名犬シュベッツ、ひと春の戯れ・・・そして、再会
後編

カンヌでの語学研修から1年半後に、僕はブザンソンでの生活を始めた。犬王国フランスでは、シェパードを多く見かけた。その度に思い出すシュベッツ。そして、毎日のように見かけるシェパードが本当に好きになり、どのシェパードを見ても心の底から「可愛い!」と思うようになった。いつかシェパードを飼いたい、と思い始めると、そこから妄想が始まる。大きな家で、シェパードと戯れる僕・・・。ああ・・・早く未来の愛犬に会いたい・・・シェパード・・・。そんな妄想をするだけでいてもたってもいられなくなる。ふと気づくと、僕の横を散歩中のシェパードが飼い主と共に通り過ぎて行く。あっ・・・シェパードの足跡が・・・なんて可愛いんだろう・・・警察犬や盲導犬にもなるような凛々しくキリッとしたシェパードが、なぜ歩く時はあんなに気だるそうに歩くのだろう・・・なぜ休む時はあんなにベターっと地面に顔をくっつけてるのだろう・・・。旅行中にシェパードを見かけると、すぐにカバンからカメラを取り出し、写真をパチリ。ある時は、散歩中の犬を何枚か隠し撮りしていたら、飼い主が遠くにいる僕に気づき、向こうも僕の写真を撮っていたこともあった。

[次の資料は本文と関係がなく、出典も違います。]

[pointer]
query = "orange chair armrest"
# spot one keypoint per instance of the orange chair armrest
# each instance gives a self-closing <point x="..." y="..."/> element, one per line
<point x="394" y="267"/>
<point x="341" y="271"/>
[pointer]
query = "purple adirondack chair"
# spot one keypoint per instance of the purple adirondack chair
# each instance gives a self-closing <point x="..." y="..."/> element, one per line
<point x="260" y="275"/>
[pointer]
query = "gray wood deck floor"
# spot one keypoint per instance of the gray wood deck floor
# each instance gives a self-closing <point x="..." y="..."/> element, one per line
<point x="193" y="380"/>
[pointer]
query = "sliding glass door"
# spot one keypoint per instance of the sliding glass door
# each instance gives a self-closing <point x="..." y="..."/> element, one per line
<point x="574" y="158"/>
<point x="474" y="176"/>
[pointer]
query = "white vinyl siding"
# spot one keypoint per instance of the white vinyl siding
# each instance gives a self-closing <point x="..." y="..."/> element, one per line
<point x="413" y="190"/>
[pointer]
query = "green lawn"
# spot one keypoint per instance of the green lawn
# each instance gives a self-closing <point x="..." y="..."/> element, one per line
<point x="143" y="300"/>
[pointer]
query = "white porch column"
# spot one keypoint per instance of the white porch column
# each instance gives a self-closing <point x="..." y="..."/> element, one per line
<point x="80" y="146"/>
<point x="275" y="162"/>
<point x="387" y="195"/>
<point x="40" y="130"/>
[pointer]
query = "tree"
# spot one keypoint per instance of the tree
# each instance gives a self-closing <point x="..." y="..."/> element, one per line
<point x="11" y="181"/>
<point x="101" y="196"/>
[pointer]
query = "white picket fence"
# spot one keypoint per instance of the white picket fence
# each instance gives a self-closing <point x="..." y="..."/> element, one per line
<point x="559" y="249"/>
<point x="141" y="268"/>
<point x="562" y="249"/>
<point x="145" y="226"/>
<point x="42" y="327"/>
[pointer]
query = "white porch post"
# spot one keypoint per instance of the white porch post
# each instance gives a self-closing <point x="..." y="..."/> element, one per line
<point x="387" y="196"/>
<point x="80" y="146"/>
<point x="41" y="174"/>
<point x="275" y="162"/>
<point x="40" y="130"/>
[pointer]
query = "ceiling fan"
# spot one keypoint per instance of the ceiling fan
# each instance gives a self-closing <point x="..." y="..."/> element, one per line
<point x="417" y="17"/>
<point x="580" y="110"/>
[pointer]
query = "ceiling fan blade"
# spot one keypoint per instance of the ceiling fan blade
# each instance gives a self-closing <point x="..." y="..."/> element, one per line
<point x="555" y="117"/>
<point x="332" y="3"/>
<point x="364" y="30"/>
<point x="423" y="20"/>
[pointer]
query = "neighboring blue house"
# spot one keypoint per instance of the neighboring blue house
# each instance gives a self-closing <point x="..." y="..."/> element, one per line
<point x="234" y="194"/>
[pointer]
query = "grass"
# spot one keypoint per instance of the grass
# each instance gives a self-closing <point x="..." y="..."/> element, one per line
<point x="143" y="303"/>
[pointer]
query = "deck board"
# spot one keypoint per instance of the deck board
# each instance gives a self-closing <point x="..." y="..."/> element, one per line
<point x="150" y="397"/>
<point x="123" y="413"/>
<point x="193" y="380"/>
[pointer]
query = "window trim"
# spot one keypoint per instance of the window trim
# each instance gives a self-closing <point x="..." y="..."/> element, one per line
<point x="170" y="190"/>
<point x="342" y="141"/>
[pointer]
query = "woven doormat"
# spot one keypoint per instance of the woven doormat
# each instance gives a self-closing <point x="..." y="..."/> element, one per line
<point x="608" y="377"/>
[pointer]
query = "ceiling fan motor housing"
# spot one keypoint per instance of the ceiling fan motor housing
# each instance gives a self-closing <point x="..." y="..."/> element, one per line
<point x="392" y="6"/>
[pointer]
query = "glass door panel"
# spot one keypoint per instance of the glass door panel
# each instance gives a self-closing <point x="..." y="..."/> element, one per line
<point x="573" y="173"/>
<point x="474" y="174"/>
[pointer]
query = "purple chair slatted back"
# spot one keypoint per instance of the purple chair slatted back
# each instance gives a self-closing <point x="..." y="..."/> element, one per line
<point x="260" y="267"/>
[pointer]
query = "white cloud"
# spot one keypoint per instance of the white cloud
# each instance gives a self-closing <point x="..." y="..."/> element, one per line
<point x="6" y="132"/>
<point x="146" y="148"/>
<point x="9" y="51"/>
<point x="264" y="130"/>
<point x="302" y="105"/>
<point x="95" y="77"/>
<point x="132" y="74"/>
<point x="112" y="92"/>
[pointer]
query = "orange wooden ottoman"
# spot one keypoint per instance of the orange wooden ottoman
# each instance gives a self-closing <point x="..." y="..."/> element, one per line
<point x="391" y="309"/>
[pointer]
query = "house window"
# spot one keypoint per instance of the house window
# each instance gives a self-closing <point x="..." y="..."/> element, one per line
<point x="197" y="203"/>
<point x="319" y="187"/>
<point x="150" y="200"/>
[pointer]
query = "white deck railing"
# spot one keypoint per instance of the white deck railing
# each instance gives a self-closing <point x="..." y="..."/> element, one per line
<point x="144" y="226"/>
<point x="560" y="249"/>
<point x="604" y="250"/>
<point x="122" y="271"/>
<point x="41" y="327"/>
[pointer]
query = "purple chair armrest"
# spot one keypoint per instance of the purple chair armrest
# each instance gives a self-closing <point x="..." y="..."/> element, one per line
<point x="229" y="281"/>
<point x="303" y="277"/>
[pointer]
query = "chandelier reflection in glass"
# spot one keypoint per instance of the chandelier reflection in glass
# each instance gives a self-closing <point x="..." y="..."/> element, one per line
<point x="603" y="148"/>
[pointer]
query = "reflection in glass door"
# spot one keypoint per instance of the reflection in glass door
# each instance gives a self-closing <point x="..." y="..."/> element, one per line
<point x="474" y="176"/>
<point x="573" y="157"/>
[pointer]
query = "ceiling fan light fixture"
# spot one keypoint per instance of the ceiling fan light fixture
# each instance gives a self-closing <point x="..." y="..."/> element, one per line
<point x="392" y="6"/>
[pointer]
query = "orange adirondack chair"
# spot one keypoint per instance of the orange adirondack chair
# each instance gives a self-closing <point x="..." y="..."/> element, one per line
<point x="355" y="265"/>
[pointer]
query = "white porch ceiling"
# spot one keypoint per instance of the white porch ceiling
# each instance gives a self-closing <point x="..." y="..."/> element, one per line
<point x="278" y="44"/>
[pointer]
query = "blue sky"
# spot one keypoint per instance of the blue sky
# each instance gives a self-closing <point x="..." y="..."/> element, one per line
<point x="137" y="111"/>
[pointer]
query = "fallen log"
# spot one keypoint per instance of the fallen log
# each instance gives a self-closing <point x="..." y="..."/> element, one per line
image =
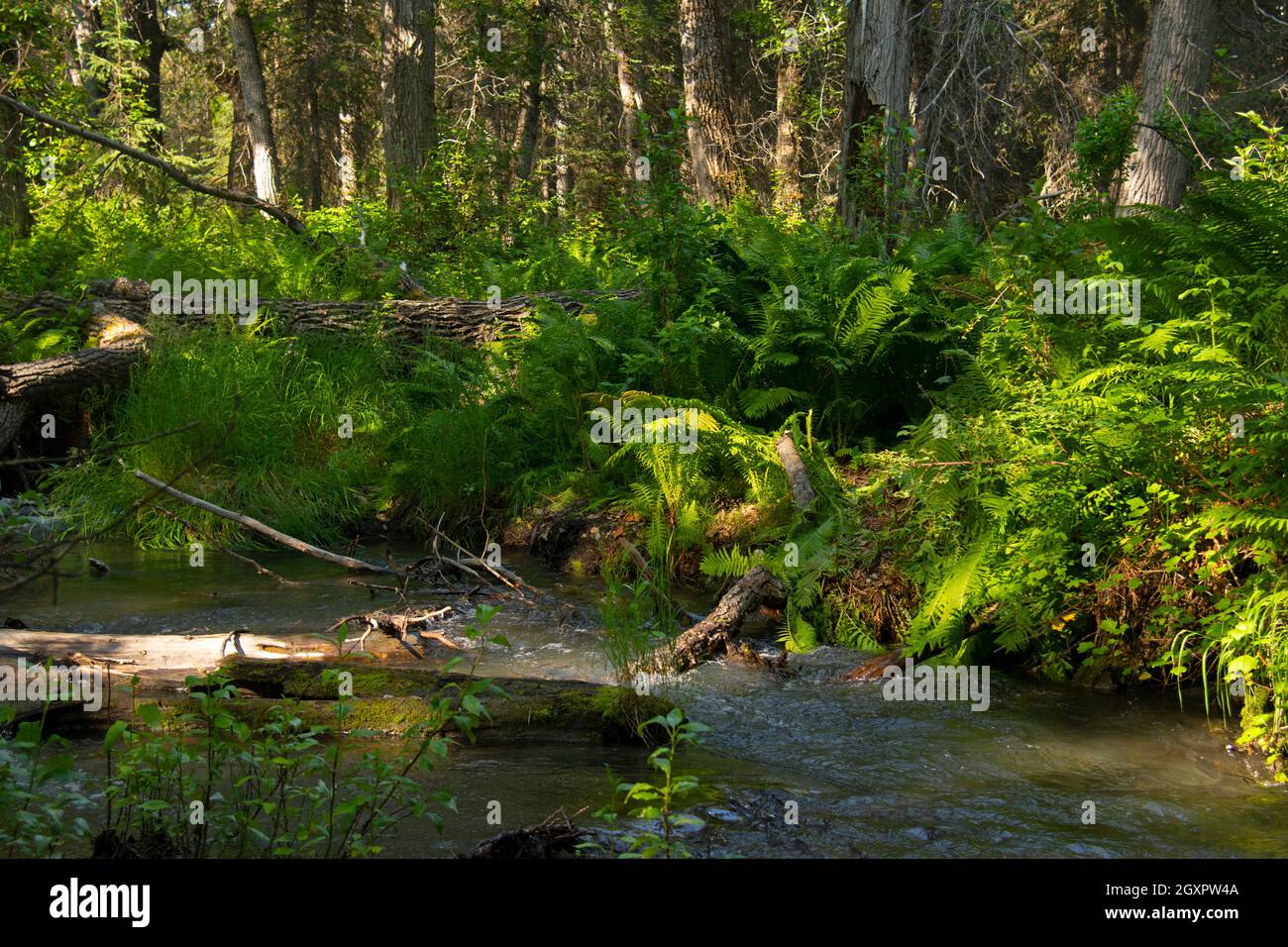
<point x="555" y="838"/>
<point x="389" y="696"/>
<point x="803" y="491"/>
<point x="394" y="698"/>
<point x="716" y="633"/>
<point x="468" y="321"/>
<point x="121" y="344"/>
<point x="265" y="530"/>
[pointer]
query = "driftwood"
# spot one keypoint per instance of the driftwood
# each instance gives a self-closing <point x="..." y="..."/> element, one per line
<point x="265" y="530"/>
<point x="803" y="491"/>
<point x="716" y="633"/>
<point x="874" y="669"/>
<point x="154" y="655"/>
<point x="555" y="838"/>
<point x="389" y="694"/>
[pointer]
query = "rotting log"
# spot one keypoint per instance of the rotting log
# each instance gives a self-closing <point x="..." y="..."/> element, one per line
<point x="265" y="530"/>
<point x="467" y="321"/>
<point x="717" y="631"/>
<point x="803" y="491"/>
<point x="390" y="693"/>
<point x="121" y="343"/>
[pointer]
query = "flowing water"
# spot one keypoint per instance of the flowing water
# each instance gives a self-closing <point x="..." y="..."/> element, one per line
<point x="798" y="767"/>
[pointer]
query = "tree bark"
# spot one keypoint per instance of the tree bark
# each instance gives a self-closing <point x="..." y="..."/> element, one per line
<point x="121" y="346"/>
<point x="145" y="29"/>
<point x="85" y="29"/>
<point x="14" y="206"/>
<point x="468" y="321"/>
<point x="265" y="530"/>
<point x="716" y="633"/>
<point x="787" y="171"/>
<point x="627" y="89"/>
<point x="877" y="81"/>
<point x="406" y="90"/>
<point x="1175" y="73"/>
<point x="533" y="73"/>
<point x="707" y="102"/>
<point x="803" y="492"/>
<point x="259" y="119"/>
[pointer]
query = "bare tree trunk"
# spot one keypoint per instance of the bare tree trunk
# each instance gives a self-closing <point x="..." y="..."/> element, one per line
<point x="707" y="102"/>
<point x="85" y="27"/>
<point x="626" y="88"/>
<point x="563" y="170"/>
<point x="313" y="53"/>
<point x="407" y="90"/>
<point x="145" y="27"/>
<point x="787" y="171"/>
<point x="14" y="209"/>
<point x="1175" y="73"/>
<point x="259" y="120"/>
<point x="533" y="72"/>
<point x="877" y="81"/>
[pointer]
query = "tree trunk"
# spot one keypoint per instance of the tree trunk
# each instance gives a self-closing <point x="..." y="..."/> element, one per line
<point x="533" y="72"/>
<point x="1175" y="72"/>
<point x="26" y="385"/>
<point x="707" y="102"/>
<point x="468" y="321"/>
<point x="877" y="81"/>
<point x="627" y="89"/>
<point x="145" y="27"/>
<point x="787" y="171"/>
<point x="348" y="171"/>
<point x="259" y="120"/>
<point x="85" y="27"/>
<point x="406" y="90"/>
<point x="313" y="52"/>
<point x="14" y="208"/>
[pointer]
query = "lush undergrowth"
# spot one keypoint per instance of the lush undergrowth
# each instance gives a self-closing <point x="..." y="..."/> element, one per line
<point x="1090" y="495"/>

撮り返されたわけである。

そんな中、春休みに友人と南仏旅行に行くことになった。あのカンヌでの日々から実に2年振りである。南仏に行くのなら、どうしてもカンヌに立ち寄ってホームステイをした家族に会いたいと思った。・・・いや、本音は家族よりもシュベッツに会いたかったのだ。

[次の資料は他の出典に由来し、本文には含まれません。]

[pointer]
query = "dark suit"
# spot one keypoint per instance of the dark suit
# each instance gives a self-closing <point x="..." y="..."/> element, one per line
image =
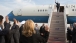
<point x="69" y="35"/>
<point x="7" y="37"/>
<point x="74" y="35"/>
<point x="35" y="38"/>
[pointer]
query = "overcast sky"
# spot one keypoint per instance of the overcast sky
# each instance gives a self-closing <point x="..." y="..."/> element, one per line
<point x="8" y="5"/>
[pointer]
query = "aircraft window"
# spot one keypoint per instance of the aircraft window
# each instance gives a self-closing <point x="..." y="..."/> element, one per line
<point x="72" y="9"/>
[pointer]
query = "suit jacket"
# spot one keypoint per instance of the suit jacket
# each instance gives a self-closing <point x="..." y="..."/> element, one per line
<point x="4" y="32"/>
<point x="74" y="34"/>
<point x="35" y="38"/>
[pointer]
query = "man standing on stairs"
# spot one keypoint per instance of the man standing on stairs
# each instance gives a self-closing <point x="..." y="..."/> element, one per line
<point x="57" y="5"/>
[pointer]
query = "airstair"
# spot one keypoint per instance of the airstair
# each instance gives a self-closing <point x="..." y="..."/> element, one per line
<point x="57" y="27"/>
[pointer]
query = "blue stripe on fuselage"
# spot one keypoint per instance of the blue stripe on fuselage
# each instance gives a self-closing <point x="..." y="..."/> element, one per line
<point x="39" y="19"/>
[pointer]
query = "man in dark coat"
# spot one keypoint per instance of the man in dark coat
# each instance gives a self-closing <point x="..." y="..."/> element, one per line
<point x="4" y="31"/>
<point x="69" y="34"/>
<point x="74" y="33"/>
<point x="7" y="37"/>
<point x="57" y="5"/>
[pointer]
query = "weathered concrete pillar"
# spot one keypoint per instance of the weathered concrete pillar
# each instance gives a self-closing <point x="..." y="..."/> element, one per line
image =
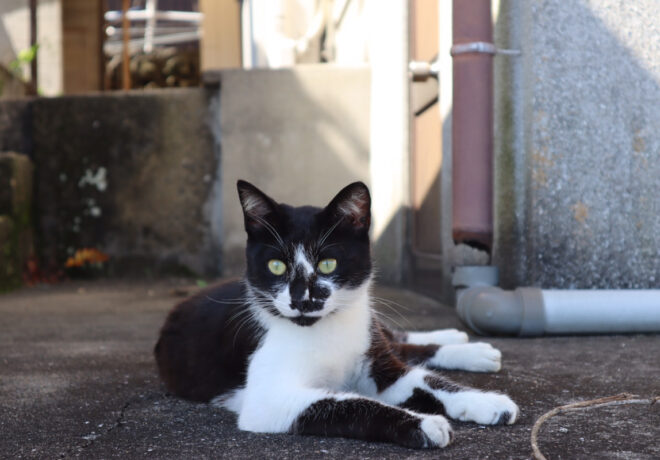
<point x="16" y="236"/>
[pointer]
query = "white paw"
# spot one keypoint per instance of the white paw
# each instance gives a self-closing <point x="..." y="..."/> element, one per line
<point x="437" y="431"/>
<point x="484" y="408"/>
<point x="439" y="337"/>
<point x="474" y="357"/>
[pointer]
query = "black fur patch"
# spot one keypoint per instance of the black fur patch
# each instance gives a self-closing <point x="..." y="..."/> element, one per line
<point x="386" y="367"/>
<point x="437" y="382"/>
<point x="205" y="343"/>
<point x="424" y="402"/>
<point x="414" y="354"/>
<point x="361" y="419"/>
<point x="276" y="230"/>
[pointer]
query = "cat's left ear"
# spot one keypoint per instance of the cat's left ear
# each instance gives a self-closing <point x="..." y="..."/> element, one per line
<point x="353" y="206"/>
<point x="258" y="208"/>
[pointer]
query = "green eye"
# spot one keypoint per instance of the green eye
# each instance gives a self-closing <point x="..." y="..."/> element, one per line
<point x="276" y="267"/>
<point x="327" y="266"/>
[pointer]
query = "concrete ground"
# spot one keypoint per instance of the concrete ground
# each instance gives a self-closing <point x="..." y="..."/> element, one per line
<point x="77" y="379"/>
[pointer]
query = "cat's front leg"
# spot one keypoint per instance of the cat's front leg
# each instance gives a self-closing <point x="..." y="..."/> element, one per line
<point x="322" y="413"/>
<point x="422" y="390"/>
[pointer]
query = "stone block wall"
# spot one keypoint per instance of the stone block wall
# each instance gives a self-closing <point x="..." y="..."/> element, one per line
<point x="578" y="144"/>
<point x="16" y="235"/>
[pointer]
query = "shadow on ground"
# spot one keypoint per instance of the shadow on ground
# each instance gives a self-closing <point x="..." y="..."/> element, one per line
<point x="77" y="379"/>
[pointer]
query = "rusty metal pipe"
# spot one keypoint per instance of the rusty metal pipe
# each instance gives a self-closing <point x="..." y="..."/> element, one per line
<point x="472" y="125"/>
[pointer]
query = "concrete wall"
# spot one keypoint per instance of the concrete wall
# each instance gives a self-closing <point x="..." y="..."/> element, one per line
<point x="128" y="173"/>
<point x="15" y="37"/>
<point x="298" y="134"/>
<point x="578" y="144"/>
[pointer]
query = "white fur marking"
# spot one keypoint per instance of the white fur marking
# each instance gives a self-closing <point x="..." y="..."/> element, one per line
<point x="286" y="372"/>
<point x="232" y="400"/>
<point x="251" y="202"/>
<point x="402" y="389"/>
<point x="485" y="408"/>
<point x="302" y="261"/>
<point x="437" y="430"/>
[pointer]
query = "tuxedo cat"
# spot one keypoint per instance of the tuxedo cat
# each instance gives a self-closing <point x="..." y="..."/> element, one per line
<point x="295" y="346"/>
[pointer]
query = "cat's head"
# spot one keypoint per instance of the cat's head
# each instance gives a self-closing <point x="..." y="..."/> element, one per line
<point x="304" y="263"/>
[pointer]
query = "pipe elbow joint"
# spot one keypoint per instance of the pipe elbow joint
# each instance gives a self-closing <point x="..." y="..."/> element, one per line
<point x="490" y="310"/>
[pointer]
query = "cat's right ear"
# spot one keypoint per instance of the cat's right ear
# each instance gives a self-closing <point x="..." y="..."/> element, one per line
<point x="258" y="207"/>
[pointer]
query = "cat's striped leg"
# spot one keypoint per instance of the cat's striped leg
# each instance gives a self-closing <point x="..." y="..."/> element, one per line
<point x="319" y="412"/>
<point x="474" y="357"/>
<point x="423" y="390"/>
<point x="443" y="349"/>
<point x="437" y="337"/>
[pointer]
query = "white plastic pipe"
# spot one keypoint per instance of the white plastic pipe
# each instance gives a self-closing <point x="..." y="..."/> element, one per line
<point x="533" y="312"/>
<point x="589" y="311"/>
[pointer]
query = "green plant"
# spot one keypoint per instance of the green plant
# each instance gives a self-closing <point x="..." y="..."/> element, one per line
<point x="24" y="58"/>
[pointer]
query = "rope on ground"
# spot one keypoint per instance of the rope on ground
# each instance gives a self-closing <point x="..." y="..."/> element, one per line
<point x="616" y="400"/>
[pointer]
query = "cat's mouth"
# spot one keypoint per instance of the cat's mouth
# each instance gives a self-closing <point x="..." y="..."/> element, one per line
<point x="303" y="320"/>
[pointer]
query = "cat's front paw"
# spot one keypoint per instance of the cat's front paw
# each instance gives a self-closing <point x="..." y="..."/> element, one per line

ステイ先に泊まる予定はしていなかったので、当日の数時間前にいきなりニースから電話をかけた。強行手段だ。
「2年前の春にホームステイをした日本人のコウです!覚えてますか?・・・ええと、今、ニースに来てるんです。今日の午後、ほんの少しだけ伺いたいのですが、いいでしょうか?」
なんせ年中留学生が出入りしている家である。僕のことを本当に覚えているのかどうかは分からないが、とりあえず快諾して頂けた。

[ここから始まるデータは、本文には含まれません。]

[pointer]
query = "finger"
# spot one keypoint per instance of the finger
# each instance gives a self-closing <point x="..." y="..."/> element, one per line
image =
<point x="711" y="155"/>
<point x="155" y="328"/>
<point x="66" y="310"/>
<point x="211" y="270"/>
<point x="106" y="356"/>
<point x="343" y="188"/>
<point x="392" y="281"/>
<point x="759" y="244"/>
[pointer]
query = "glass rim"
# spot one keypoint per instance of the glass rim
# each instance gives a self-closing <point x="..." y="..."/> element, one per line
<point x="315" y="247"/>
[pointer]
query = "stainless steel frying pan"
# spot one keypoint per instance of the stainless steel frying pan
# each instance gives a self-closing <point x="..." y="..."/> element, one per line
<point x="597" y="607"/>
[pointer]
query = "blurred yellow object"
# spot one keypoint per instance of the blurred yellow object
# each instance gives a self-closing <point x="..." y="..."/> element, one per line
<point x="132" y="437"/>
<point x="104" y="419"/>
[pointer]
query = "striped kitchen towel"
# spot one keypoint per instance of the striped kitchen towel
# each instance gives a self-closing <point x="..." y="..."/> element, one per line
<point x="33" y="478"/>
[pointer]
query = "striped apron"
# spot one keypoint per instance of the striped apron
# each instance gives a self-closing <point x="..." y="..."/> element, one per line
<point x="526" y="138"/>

同行するはずだった友人は、風邪を引いていて体調がすぐれないというので、僕が一人で行くことになった。カンヌの駅から家までの道のりはビックリする程に完璧に覚えていた。懐かしい道を歩きながら、「シュベッツは2年前の僕のことを覚えているのだろうか・・・」と、期待と少しの不安を感じていた。そして家の前に着いて、ドキドキしながら呼び鈴を押す。すると、シュベッツの鳴き声が聞こえた。そしてマダムと共に姿を現した、かのシェパードは2年前と同じように飛び跳ねながら僕を迎えてくれた。まるで、僕のことをよく覚えているかのような喜びようだった。覚えてなんかいない、ただ来客に喜んでいるだけ・・・だったのかも知れないが、僕はその喜び様に感激し、僕にジャンプしてくるシュベッツを2年前以上に撫で回した。何度も何度もジャンプを繰り返すシュベッツ。ジャンプされればされる程、僕は嬉しくなる。だがしかし大型犬である。マダムは僕に気を遣ってか、
「シュベッツ!止めなさ〜い!」
と注意を促した。すると利口なシェパードは、おとなしくなってしまった。そ、そ、そんな・・・止めなくてもいいのに・・・。ちょ、ちょ、ちょっと・・・もっと遊んでよ・・・ああ、なんでソファーに行っちゃうんだよ・・・ガックリする僕。マダムは僕の近況を聞いて来た。半年前からブザンソンで勉強をしていることや、今友人と南仏旅行に来ていることなど、色々と話した。2年前は僕のフランス語もたどたどしく、英語を交えながらの会話だった。しかもマダムは英語があまり話せなかった。しかし今は、スイスイと会話が進む。上達過程を知らないマダムは、突然フランス語力がアップしたかのように見える僕のフランス語に驚いていた。あれから2年だからね・・・。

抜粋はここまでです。